Papiergrauen

Von Eva Demski

Ich mag keine Zeitungen. Es graut mich vor ihnen, sie drängen sich ins Leben und gehen nicht mehr raus, kaum hat man sich ihrer entledigt, kommen neue, und das bis in Ewigkeit. Nur der Tod kann uns vor ihnen retten, endlich einmal kommt man selber drin vor, das wird einem dann aber egal sein. Haben Sie schon einmal versucht zuzugeben, daß Sie nicht gern Zeitung lesen? Man wird Sie behandeln, als röchen Sie merkwürdig.
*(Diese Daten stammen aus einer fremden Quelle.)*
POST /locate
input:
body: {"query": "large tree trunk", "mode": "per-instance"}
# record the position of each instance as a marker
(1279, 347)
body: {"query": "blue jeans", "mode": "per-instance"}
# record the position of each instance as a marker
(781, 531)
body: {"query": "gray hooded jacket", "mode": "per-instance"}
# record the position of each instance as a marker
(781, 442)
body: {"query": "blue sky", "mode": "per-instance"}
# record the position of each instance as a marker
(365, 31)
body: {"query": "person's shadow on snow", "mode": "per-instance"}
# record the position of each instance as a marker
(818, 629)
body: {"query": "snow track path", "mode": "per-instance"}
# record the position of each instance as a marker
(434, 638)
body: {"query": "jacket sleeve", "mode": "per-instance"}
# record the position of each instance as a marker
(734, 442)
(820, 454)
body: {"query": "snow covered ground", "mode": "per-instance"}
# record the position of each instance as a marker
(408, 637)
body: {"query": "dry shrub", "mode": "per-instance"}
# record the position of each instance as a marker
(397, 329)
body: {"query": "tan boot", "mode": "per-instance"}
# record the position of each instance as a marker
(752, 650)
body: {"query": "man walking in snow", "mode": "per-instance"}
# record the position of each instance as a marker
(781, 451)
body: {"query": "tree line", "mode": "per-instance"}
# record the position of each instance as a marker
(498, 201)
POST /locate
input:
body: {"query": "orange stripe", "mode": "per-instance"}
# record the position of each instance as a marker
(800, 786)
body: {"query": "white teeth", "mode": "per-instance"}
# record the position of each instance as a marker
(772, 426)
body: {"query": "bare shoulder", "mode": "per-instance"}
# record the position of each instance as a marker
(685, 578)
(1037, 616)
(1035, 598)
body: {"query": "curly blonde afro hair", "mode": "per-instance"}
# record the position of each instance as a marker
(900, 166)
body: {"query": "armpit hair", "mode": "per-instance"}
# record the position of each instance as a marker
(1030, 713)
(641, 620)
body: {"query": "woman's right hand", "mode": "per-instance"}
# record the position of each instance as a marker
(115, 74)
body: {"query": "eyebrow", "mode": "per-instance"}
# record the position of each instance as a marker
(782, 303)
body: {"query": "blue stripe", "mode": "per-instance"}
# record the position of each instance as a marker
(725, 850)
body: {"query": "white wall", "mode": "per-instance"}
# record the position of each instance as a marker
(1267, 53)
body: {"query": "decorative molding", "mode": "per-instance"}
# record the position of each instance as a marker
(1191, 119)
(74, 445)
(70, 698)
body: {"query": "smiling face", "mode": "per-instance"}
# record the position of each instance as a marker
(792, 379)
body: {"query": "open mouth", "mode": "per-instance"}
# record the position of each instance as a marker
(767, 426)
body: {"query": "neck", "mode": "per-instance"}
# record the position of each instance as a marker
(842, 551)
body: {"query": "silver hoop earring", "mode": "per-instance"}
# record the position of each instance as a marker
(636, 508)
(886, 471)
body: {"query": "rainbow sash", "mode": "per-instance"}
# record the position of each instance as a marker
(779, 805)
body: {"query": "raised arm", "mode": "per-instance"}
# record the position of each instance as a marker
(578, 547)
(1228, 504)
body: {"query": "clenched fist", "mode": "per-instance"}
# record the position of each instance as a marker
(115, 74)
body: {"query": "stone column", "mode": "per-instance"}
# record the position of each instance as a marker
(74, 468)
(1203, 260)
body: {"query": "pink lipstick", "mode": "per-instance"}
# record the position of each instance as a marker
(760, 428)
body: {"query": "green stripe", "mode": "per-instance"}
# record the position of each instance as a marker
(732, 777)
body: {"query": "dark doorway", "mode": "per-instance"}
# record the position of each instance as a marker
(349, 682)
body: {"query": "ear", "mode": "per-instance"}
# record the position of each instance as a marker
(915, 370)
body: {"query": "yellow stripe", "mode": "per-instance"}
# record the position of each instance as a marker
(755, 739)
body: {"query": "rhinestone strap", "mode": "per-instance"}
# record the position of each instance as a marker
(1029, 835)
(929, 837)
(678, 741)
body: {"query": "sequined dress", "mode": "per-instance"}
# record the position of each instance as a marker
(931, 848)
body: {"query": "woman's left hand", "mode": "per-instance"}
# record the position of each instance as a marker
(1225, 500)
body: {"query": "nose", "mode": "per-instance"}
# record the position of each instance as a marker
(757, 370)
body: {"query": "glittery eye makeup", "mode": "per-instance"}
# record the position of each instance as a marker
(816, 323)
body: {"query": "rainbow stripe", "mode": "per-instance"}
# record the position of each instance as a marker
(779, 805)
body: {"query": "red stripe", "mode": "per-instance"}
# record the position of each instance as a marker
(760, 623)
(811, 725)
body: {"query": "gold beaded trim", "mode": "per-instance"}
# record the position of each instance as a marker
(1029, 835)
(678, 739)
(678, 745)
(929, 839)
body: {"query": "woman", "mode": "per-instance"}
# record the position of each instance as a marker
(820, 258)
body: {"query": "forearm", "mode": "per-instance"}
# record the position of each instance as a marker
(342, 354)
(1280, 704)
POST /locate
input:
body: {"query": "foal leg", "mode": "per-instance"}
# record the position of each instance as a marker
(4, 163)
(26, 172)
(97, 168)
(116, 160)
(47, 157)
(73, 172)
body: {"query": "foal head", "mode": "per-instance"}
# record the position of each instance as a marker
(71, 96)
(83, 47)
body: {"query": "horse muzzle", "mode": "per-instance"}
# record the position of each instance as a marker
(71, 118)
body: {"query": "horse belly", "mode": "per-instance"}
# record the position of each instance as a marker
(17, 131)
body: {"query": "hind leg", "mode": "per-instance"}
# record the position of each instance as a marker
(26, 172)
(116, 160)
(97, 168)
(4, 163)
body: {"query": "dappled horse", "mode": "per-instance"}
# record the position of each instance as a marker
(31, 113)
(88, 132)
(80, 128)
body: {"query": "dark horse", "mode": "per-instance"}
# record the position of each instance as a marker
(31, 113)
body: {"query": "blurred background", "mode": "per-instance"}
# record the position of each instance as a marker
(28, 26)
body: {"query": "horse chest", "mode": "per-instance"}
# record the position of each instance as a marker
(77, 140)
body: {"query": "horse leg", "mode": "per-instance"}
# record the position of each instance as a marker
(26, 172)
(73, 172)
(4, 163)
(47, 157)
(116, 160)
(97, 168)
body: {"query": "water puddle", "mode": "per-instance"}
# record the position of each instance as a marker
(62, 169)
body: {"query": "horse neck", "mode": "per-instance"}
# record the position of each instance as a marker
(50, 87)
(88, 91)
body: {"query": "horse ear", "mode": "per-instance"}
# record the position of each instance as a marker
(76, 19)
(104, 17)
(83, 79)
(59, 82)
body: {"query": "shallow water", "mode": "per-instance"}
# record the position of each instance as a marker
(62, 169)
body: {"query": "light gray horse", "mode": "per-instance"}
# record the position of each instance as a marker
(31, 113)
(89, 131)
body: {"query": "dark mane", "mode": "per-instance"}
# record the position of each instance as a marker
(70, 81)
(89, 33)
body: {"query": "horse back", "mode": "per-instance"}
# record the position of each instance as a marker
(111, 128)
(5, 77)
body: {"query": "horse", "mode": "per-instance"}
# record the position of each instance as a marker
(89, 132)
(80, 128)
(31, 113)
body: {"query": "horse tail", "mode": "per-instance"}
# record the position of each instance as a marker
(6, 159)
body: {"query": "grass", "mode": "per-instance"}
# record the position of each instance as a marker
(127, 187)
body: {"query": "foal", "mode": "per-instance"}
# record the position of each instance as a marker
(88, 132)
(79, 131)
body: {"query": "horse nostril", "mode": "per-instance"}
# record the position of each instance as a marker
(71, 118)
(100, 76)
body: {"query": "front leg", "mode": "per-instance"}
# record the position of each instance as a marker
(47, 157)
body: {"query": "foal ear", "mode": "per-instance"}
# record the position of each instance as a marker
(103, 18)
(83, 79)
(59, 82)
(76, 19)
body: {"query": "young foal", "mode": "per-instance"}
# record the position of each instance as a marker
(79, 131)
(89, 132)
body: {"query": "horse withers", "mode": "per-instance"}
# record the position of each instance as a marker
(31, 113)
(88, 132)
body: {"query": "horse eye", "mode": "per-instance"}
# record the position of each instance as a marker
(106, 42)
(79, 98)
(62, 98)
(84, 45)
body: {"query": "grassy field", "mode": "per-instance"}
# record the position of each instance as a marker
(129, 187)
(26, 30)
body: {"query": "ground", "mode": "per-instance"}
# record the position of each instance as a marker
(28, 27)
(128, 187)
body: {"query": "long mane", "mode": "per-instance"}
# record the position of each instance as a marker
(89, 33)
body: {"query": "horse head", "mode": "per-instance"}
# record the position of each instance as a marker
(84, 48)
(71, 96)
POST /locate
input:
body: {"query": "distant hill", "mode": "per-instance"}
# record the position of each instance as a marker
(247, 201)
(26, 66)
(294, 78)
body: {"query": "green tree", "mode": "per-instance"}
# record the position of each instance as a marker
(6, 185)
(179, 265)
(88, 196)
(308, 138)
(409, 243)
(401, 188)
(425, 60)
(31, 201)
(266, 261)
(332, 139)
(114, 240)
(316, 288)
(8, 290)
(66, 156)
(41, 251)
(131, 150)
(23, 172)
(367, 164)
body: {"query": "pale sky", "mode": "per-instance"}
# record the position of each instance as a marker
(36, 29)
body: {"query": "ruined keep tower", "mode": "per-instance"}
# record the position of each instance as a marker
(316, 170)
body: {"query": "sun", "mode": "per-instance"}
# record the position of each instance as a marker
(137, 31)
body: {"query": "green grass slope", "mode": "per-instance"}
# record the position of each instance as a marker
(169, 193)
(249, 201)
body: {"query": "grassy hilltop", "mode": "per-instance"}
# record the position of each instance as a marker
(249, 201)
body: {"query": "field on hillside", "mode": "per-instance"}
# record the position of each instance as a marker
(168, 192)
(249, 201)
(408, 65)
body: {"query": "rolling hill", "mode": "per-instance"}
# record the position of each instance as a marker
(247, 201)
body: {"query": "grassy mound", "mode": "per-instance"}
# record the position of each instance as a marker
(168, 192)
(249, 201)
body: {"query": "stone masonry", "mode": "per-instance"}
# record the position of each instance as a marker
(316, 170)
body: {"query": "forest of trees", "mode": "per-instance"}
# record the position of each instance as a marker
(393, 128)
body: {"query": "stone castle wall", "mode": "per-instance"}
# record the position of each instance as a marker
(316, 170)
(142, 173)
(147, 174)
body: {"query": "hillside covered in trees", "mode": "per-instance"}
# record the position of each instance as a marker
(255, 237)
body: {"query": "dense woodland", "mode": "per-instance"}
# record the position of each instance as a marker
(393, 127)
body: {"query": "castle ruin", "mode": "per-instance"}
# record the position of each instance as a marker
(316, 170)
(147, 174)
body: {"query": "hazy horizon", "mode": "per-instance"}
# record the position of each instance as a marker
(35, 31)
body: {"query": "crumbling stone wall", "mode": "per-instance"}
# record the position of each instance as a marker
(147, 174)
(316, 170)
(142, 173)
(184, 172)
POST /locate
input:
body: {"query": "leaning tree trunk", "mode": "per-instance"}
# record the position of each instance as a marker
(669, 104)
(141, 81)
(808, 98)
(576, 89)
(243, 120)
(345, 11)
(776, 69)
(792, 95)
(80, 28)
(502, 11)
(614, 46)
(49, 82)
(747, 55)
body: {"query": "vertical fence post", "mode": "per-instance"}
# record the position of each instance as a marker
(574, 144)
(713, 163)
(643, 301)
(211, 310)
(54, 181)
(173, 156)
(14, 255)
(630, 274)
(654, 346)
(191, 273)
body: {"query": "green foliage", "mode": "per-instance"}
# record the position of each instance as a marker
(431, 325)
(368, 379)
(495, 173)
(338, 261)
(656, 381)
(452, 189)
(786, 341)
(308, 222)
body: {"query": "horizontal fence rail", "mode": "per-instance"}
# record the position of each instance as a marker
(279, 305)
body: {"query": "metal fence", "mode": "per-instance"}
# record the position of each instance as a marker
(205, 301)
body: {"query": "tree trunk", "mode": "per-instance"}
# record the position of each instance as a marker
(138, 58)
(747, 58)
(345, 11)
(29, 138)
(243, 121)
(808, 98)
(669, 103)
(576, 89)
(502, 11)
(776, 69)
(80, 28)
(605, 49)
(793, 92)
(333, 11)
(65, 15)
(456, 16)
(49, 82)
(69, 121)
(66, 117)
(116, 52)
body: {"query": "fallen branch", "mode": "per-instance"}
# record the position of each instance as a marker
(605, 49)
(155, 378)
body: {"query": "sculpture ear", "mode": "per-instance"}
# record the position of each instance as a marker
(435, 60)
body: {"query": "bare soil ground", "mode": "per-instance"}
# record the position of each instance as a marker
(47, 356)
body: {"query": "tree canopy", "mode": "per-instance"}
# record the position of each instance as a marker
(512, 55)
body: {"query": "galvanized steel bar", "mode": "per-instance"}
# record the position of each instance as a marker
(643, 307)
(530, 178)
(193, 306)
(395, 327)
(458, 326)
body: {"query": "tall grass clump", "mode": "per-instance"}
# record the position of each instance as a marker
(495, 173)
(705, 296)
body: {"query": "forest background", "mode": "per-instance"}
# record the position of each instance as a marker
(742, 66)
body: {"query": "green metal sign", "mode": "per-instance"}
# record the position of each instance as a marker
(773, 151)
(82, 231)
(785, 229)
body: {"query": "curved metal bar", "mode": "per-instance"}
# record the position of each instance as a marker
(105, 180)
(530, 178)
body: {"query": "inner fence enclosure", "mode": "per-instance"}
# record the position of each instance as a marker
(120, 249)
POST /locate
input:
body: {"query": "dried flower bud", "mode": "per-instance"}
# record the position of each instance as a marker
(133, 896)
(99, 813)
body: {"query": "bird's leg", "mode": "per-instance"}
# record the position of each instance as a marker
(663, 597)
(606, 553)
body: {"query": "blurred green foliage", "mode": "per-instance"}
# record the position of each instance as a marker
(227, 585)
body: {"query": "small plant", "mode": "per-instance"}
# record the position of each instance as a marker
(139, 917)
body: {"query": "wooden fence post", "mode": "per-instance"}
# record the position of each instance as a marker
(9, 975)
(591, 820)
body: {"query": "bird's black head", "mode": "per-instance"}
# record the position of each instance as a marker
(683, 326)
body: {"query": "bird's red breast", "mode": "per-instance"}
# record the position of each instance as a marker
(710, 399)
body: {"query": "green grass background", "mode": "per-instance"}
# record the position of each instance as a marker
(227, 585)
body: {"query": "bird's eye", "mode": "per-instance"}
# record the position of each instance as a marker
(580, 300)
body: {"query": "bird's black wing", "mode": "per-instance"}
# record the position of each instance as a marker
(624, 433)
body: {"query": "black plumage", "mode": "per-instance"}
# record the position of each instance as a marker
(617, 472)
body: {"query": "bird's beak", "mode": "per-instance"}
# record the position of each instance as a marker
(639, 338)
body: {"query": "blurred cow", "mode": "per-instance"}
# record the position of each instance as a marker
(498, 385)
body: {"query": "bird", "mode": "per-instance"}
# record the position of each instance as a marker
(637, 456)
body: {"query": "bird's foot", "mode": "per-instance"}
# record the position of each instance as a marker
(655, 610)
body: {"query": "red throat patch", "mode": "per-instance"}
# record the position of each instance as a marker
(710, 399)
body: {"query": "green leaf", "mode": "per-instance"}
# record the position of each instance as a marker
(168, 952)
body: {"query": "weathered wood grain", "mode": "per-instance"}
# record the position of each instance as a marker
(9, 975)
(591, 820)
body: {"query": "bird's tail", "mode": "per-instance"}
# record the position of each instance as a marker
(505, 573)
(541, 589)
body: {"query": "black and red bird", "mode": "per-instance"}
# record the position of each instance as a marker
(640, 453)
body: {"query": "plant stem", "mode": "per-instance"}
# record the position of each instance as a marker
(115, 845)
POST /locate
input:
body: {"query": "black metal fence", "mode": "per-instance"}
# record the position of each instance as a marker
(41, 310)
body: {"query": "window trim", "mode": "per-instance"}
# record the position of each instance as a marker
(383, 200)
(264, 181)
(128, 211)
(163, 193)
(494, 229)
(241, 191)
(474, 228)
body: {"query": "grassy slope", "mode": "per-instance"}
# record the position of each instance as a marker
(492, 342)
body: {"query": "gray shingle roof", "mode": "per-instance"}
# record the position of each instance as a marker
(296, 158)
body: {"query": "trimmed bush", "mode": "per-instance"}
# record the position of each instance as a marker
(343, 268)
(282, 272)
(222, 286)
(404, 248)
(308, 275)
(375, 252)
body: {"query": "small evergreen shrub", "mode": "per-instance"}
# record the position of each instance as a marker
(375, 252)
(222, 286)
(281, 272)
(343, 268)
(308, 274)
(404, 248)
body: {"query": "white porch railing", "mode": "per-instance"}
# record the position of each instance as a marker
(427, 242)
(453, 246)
Ein ernstzunehmendes Mitglied der Intellektuellenrepublik nimmt mit dem Kaffee etwa sechs Zeitungen zu sich und macht sich den Stand der Welt gleichsam mit einer Hand zu eigen – mit der zweiten löffelt er das Ei aus. Die Gesellschaft am Frühstückstisch besteht aus gesichtslosen, leise raschelnden Mumien, aus deren Papierumhüllung hin und wieder ablehnende oder bestätigende Laute dringen. Wenn ein Kind dabei ist, wird es angeblafft: Kannst du mich nicht in Ruhe Zeitung lesen lassen?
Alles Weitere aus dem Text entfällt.